Apps loaded onto the system from USB flash drive, optical disk, external hard drive, or even from a drive shared over the local network won’t set this flag. Additionally, other utilities or events like drive-by downloads don’t necessarily set it either. This completely bypasses the built-in Gatekeeper check.
The investigator published the full details of the attack and a video showing the validity of his findings:
To better understand how this exploit works, let’s consider the following scenario:
- An attacker crafts a zip file containing a symbolic link to an automount endpoint she/he controls (ex Documents -> /net/evil.com/Documents) and sends it to the victim.
- The victim downloads the malicious archive, extracts it and follows the symlink
The victim uses code from a location controlled by the attacker and implicitly trusted by the Gatekeeper. Running an application this way will not trigger the macOS security mechanism.
The attack is valid and has been replicated by the security professional and co-founder of Security Espresso, Sabina Alexandra at the crossroads of programming and security. The same technique allowed her to add a script that launched iTunes to the Calculator app. Your test system used macOS Mojave 10.14.5.
Cavallarin says users would have difficulty spotting the attack since Finder is meant to hide application extensions and the full path from the title bar. However, the hacker needs access to the network before this attack can be stopped, which may not be undetected.

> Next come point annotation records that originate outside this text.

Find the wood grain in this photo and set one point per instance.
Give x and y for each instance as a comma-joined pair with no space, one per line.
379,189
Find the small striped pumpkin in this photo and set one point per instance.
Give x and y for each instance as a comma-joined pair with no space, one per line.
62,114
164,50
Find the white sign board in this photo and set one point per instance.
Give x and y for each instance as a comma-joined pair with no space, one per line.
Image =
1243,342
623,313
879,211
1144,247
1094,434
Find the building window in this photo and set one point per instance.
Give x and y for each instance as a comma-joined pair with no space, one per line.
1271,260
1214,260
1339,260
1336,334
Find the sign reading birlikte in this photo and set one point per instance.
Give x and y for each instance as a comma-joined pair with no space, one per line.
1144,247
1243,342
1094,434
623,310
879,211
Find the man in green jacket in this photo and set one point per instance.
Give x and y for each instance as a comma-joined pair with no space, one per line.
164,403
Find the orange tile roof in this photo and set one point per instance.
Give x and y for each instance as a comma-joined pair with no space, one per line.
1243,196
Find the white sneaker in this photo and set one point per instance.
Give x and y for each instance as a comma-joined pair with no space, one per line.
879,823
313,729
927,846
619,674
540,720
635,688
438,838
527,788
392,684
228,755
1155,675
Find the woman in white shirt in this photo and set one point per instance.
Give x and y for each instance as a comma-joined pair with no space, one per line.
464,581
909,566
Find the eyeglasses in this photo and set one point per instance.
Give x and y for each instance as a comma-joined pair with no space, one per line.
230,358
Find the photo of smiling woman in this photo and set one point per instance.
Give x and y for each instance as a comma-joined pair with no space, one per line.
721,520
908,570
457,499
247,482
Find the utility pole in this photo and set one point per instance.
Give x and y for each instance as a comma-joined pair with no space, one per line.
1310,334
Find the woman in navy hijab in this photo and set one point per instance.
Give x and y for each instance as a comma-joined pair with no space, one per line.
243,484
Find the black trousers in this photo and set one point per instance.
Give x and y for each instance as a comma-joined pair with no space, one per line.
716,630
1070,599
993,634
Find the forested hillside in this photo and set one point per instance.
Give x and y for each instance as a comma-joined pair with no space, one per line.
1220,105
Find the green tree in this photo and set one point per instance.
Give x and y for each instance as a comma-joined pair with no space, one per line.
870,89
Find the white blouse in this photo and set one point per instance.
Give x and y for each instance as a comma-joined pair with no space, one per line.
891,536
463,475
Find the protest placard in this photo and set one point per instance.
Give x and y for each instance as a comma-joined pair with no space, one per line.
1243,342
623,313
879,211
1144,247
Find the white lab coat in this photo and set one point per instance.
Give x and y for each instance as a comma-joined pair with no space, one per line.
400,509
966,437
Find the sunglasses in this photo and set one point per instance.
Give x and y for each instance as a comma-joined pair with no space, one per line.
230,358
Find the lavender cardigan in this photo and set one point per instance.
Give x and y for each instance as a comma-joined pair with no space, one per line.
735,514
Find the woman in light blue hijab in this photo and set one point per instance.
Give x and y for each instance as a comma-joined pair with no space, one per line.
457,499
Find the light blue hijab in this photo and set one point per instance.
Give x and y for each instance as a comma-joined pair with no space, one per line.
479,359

A potential solution to this issue is to deactivate automatic network share mounting by following the following steps:
- Edit /etc/auto_master as root
- Comment the line beginning with ‘/net’
Cavallarin claims that on February 22 he informed Apple about the issue and it should have been fixed in May with security updates. “Since Apple is aware of my 90 days’ notice date, I have released this information,” the researcher says. The researcher says that the question remains there, “Apple started dropping my e-mails.”
Apple released a patch in macOS security updates for one problem in this month, tracked as CVE-2019-8589, enabling a malicious application to circumvent Gatekeeper. The fix is however available for macOS Mojave 10.14.4 and is a different bug than that reported by Cavallarin.